Aim 1: To explore and map the availability, variety, trends and categories of food/nutrition related data that can be shared from grocery data in Kenyan supermarkets.

Hypothesis: We hypothesize that between 20-30% supermarket proprietors will be willing to share their data for research and that approximately 50% of the data are usable for research.

Aim 2: To create a minimum standardized and harmonized dataset of key grocery data to support future health-related research projects

Hypothesis: Over 50% of digital data systems in supermarkets can be harmonized and used to generate a standardized minimum dataset for health research using grocery data

Aim 3: To a standardized dataset of grocery dataset to explore the purchase habits of residents in Nairobi and prediction of outcomes from unhealthy consumption using mathematical modelling and data science.

Hypothesis: A dynamic mathematical model can be used to predict future health burdens from consumer data with at least 60% accuracy.

Aim 4: To use the data generated in aims 1-3 to inform a policy analysis to understand Social, economic, and political variables that influence policy decisions on sale of unhealthy foods, and potential impact on regulatory policies.  The policy analysis will provide understanding of the local environment and policies governing imports of food, as well as governance of supermarkets and the likely effect of health-related policies on economic gains in Kenya.

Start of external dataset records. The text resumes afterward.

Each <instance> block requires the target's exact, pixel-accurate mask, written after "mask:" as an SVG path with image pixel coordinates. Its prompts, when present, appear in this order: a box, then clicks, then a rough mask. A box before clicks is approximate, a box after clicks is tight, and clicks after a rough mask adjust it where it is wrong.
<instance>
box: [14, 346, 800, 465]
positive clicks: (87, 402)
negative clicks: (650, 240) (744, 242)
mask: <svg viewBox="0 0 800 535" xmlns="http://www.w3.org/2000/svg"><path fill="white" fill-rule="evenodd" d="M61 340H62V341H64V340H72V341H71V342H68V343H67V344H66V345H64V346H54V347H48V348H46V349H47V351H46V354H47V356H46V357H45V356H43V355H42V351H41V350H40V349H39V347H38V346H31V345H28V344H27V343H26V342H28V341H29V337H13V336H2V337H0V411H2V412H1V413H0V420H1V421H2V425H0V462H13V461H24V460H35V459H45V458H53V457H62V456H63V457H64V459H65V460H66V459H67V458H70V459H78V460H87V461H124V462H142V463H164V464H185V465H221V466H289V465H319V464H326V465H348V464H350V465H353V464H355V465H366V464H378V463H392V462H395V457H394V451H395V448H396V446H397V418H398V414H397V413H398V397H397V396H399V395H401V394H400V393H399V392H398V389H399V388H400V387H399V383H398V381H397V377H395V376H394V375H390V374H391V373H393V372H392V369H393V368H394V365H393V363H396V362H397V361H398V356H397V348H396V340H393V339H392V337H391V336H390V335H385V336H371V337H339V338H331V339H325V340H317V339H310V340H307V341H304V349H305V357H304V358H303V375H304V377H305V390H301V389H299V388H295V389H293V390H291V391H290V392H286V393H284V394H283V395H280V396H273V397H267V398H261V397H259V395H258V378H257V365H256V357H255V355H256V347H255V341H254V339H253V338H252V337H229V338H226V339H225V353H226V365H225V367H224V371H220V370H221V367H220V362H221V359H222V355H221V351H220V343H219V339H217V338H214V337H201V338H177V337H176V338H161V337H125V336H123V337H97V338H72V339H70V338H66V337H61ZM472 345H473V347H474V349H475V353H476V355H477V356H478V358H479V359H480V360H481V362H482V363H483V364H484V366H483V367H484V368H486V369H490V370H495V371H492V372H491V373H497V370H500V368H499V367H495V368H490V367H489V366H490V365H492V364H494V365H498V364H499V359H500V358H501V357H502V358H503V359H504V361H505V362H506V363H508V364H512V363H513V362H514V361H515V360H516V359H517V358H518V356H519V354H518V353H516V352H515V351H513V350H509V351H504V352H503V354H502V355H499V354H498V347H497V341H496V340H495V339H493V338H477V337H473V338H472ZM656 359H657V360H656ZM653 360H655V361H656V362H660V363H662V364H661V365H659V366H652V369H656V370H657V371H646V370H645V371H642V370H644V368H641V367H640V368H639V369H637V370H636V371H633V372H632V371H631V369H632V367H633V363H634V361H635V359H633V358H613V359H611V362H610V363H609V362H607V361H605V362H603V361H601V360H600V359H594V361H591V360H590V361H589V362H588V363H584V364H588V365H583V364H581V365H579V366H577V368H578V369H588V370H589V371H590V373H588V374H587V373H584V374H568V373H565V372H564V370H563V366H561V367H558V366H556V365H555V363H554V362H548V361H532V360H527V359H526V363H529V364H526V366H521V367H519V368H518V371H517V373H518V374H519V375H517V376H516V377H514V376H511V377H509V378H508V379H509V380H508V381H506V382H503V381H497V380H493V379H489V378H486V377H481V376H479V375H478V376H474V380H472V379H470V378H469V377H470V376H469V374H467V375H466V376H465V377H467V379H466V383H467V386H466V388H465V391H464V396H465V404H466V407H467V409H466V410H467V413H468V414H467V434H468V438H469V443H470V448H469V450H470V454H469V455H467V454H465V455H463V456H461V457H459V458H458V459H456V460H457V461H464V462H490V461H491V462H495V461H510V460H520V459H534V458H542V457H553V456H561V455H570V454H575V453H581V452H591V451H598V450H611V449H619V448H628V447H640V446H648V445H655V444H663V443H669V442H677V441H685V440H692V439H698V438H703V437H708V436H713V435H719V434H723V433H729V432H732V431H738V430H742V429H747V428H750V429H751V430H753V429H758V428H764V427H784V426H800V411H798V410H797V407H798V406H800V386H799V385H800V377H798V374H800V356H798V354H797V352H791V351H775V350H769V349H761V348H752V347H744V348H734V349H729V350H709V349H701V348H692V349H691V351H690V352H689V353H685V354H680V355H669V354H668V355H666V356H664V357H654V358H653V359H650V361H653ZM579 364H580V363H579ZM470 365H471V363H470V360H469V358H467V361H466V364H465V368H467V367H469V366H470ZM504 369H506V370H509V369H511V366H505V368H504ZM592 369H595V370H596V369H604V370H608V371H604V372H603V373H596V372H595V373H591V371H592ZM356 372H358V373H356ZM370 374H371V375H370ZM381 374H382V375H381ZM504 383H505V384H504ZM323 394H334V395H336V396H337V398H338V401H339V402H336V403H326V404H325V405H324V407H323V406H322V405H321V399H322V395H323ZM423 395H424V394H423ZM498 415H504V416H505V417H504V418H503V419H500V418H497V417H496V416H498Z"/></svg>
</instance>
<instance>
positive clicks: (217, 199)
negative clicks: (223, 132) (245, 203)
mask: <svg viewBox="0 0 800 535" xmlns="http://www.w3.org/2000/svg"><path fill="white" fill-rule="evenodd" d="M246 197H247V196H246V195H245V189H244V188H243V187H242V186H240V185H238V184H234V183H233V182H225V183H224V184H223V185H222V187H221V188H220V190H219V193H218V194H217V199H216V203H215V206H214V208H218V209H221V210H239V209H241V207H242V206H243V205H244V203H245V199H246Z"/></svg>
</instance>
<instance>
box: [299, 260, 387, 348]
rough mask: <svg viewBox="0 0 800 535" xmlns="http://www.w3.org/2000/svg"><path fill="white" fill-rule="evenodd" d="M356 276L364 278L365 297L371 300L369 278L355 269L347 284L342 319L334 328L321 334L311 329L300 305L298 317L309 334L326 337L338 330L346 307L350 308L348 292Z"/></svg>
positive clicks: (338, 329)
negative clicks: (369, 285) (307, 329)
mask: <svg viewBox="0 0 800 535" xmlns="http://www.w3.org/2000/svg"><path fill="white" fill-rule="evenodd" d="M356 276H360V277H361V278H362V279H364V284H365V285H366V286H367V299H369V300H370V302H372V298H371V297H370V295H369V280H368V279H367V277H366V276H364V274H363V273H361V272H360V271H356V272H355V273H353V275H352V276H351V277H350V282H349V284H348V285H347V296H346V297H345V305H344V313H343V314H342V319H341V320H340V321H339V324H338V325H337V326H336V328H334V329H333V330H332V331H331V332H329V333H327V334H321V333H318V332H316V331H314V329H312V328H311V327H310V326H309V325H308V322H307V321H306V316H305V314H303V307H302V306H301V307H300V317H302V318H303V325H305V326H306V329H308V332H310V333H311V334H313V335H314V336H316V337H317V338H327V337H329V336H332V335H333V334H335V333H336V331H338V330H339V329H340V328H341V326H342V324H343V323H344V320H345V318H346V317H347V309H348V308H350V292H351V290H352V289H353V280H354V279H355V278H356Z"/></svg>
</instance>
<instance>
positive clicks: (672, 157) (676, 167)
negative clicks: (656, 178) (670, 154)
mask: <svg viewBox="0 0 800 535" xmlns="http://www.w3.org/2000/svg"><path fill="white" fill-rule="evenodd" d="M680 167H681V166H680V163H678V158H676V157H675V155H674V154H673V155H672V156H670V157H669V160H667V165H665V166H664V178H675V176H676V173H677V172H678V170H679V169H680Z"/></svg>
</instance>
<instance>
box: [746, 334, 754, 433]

The proposed policy analysis will include many facets, involving empirical research and statistical data collection, as well as the participation of key stakeholders such as economists, community members, and public officials tasked with enacting policies.

Potential impact: The proposed work combines expertise from different themes and units at the Center. It has potential to advance our understanding of food systems and their influence on overall health, through NCD. The proposed policy analysis will provide information to inform the enaction of new policies or amending existing policies and frameworks on health food sale and governance of supermarkets in Kenya.